Morgan Stanley presented the accretion/dilution analysis below for illustrative purposes only, and it did not factor into the firm’s fairness opinion analysis. Using the Management Projections for 2016 through 2019, Morgan Stanley calculated the accretion/dilution of the estimated distributable cash to the existing unitholders of Rentech Nitrogen and CVR Partners, respectively, on a per unit basis. For each of the years ended December 31, 2016 through December 31, 2019, Morgan Stanley compared the distributable cash per unit (“DPU”) of the combined entity on a pro forma basis (after accounting for the 1.04x exchange ratio offered to Rentech Nitrogen unitholders and with and without reinvestment of the cash consideration by Rentech Nitrogen unitholders) to the distributable cash per unit of Rentech Nitrogen and CVR Partners, respectively, as stand-alone entities. As shown in the table below, the analysis indicated that the Rentech Nitrogen merger would be (i) without reinvestment of the cash consideration, accretive to Rentech Nitrogen’s distributable cash per unit in calendar year 2016 and dilutive in calendar years 2017 through 2019 and (ii) with reinvestment of the cash consideration at the spot rate of a 10-year U.S. Treasury security as of August 7, 2015, accretive to Rentech Nitrogen’s distributable cash per unit in calendar years 2016 and 2018 and dilutive in calendar years 2017 and 2019. In addition, the analysis indicated that the Rentech Nitrogen merger would be accretive to CVR Partners’ distributable cash per unit in each year for calendar years 2016 through 2019.


Year

   Accretion /
(Dilution) to
Rentech Nitrogen
DPU without
reinvestment (%)
     Accretion /
(Dilution) to
Rentech Nitrogen
DPU with
reinvestment (%)
     Accretion /
(Dilution) to
CVR Partners
DPU (%)
 

2016

     4.9         9.2         1.9   

2017

     (23.7      (21.0      34.6   

2018

     (0.0      4.3         7.5   

2019

     (23.2      (20.8      28.7   

The following supplemental disclosure replaces in its entirety the first full paragraph on page 82 concerning the Relative Contribution Analysis used by Morgan Stanley in rendering its opinion to the Rentech Nitrogen Board:

Morgan Stanley compared Rentech Nitrogen and CVR Partners’ respective percentage ownership of the combined company, assuming an at-market transaction with no premium to reflect the relative contributions of each on a trading basis, to Rentech Nitrogen’s and CVR Partners’ respective percentage contribution to the combined company, excluding synergies, using EBITDA (or Adjusted EBITDA in the case of the CVR Partners 8/4 Projections to provide for a more representative comparison between CVR Partners and Rentech Nitrogen given the differences in their respective calculations of Adjusted EBITDA) and distributable cash flow based on the Management Projections and publicly available equity research analysts’ estimates. The following table presents the results of this analysis:

The following supplemental disclosure is a new paragraph that follows the table on page 82 concerning the Relative Contribution Analysis used by Morgan Stanley in rendering its opinion to the Rentech Nitrogen Board:

At the time Morgan Stanley rendered its fairness opinion to the Rentech Nitrogen Board, unitholders of Rentech Nitrogen were projected to own approximately 35.8% of the combined company under the terms of the Rentech Nitrogen merger.

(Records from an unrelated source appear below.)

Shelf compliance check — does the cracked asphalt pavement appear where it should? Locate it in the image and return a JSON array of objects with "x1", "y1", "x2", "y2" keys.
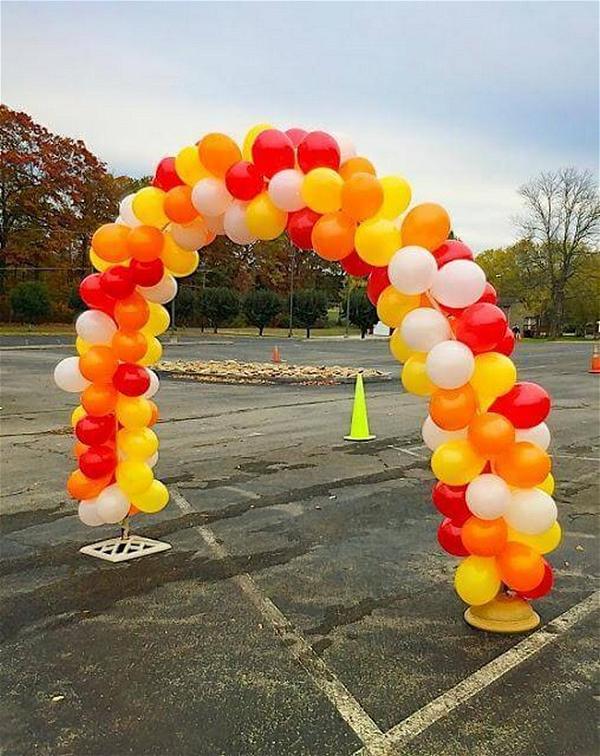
[{"x1": 0, "y1": 334, "x2": 600, "y2": 756}]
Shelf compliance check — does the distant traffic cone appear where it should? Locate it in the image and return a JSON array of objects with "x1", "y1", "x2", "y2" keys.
[
  {"x1": 588, "y1": 344, "x2": 600, "y2": 373},
  {"x1": 344, "y1": 373, "x2": 375, "y2": 441}
]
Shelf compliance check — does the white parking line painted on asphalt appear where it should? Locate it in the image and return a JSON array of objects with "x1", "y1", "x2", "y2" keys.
[
  {"x1": 171, "y1": 488, "x2": 383, "y2": 756},
  {"x1": 354, "y1": 591, "x2": 600, "y2": 756}
]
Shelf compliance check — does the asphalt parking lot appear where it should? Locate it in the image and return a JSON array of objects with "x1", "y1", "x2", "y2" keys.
[{"x1": 0, "y1": 335, "x2": 600, "y2": 756}]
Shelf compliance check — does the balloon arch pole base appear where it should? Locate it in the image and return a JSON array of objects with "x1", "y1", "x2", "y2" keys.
[{"x1": 464, "y1": 593, "x2": 541, "y2": 633}]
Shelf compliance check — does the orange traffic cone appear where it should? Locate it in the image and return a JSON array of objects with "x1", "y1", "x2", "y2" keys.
[{"x1": 588, "y1": 344, "x2": 600, "y2": 373}]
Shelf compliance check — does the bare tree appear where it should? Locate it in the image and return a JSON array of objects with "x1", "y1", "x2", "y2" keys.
[{"x1": 516, "y1": 168, "x2": 600, "y2": 336}]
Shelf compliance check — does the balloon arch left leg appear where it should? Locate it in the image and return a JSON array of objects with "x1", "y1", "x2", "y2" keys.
[{"x1": 55, "y1": 124, "x2": 561, "y2": 630}]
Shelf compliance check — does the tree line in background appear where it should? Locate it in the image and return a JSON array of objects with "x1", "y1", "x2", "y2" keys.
[{"x1": 0, "y1": 105, "x2": 600, "y2": 336}]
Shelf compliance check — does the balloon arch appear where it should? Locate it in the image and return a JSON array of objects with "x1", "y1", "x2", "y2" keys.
[{"x1": 55, "y1": 124, "x2": 561, "y2": 628}]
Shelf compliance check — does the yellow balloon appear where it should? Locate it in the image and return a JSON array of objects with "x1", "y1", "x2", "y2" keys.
[
  {"x1": 175, "y1": 144, "x2": 210, "y2": 186},
  {"x1": 246, "y1": 192, "x2": 287, "y2": 241},
  {"x1": 117, "y1": 395, "x2": 152, "y2": 429},
  {"x1": 508, "y1": 522, "x2": 562, "y2": 554},
  {"x1": 402, "y1": 353, "x2": 437, "y2": 396},
  {"x1": 536, "y1": 473, "x2": 555, "y2": 496},
  {"x1": 117, "y1": 428, "x2": 158, "y2": 460},
  {"x1": 354, "y1": 218, "x2": 402, "y2": 268},
  {"x1": 431, "y1": 439, "x2": 486, "y2": 486},
  {"x1": 470, "y1": 352, "x2": 517, "y2": 410},
  {"x1": 242, "y1": 123, "x2": 273, "y2": 162},
  {"x1": 75, "y1": 336, "x2": 92, "y2": 354},
  {"x1": 377, "y1": 286, "x2": 421, "y2": 328},
  {"x1": 142, "y1": 302, "x2": 171, "y2": 336},
  {"x1": 300, "y1": 168, "x2": 344, "y2": 213},
  {"x1": 131, "y1": 186, "x2": 169, "y2": 228},
  {"x1": 160, "y1": 233, "x2": 200, "y2": 278},
  {"x1": 138, "y1": 336, "x2": 162, "y2": 366},
  {"x1": 375, "y1": 176, "x2": 412, "y2": 220},
  {"x1": 454, "y1": 555, "x2": 500, "y2": 606},
  {"x1": 390, "y1": 328, "x2": 422, "y2": 363},
  {"x1": 115, "y1": 459, "x2": 154, "y2": 496},
  {"x1": 131, "y1": 480, "x2": 169, "y2": 514},
  {"x1": 71, "y1": 404, "x2": 87, "y2": 428}
]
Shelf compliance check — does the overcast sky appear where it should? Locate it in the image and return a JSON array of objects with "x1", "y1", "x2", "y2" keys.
[{"x1": 2, "y1": 2, "x2": 599, "y2": 251}]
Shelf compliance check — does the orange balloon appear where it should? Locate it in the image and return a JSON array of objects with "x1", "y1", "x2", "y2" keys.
[
  {"x1": 468, "y1": 412, "x2": 515, "y2": 457},
  {"x1": 81, "y1": 383, "x2": 119, "y2": 417},
  {"x1": 165, "y1": 185, "x2": 198, "y2": 223},
  {"x1": 400, "y1": 202, "x2": 450, "y2": 250},
  {"x1": 338, "y1": 157, "x2": 375, "y2": 181},
  {"x1": 127, "y1": 226, "x2": 165, "y2": 262},
  {"x1": 496, "y1": 541, "x2": 545, "y2": 591},
  {"x1": 311, "y1": 212, "x2": 356, "y2": 260},
  {"x1": 112, "y1": 330, "x2": 148, "y2": 362},
  {"x1": 67, "y1": 470, "x2": 112, "y2": 500},
  {"x1": 342, "y1": 173, "x2": 383, "y2": 221},
  {"x1": 198, "y1": 134, "x2": 242, "y2": 178},
  {"x1": 79, "y1": 345, "x2": 119, "y2": 383},
  {"x1": 429, "y1": 383, "x2": 477, "y2": 430},
  {"x1": 92, "y1": 223, "x2": 130, "y2": 262},
  {"x1": 115, "y1": 291, "x2": 150, "y2": 331},
  {"x1": 460, "y1": 517, "x2": 508, "y2": 556},
  {"x1": 494, "y1": 441, "x2": 552, "y2": 488}
]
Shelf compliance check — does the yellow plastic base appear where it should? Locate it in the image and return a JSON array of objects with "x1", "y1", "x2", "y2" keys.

The following supplemental disclosure replaces in its entirety the second and third paragraphs, the table and accompanying footnotes on page 91 of the definitive proxy statement concerning Unaudited Prospective Financial and Operating Information of Rentech Nitrogen:

Rentech Nitrogen has historically maintained an internal business plan that contains five years of projected financial and operating information. This plan is typically prepared annually, and the plan for the immediate fiscal year is updated periodically throughout the year as necessary for planning and budget purposes, and to reflect changes in circumstances, market conditions or expected production and sales. The longer-term business plan is generally updated only for third-party market pricing forecasts. In the course of due diligence, the management of Rentech Nitrogen updated this internal business plan (which excludes the operations of the Pasadena Facility) for the full fiscal years ending December 31, 2015, 2016, 2017, 2018 and 2019 based on actual results and market conditions.

The following table sets forth certain projected financial and operating information (and certain key assumptions) for Rentech Nitrogen (excluding the operations of the Pasadena Facility) for 2015 through 2019, which are the projections provided to the Rentech Nitrogen board of directors, CVR Partners and/or Morgan Stanley in connection with due diligence of the mergers. The data reflects certain UAN and ammonia pricing and production assumptions of Rentech Nitrogen management.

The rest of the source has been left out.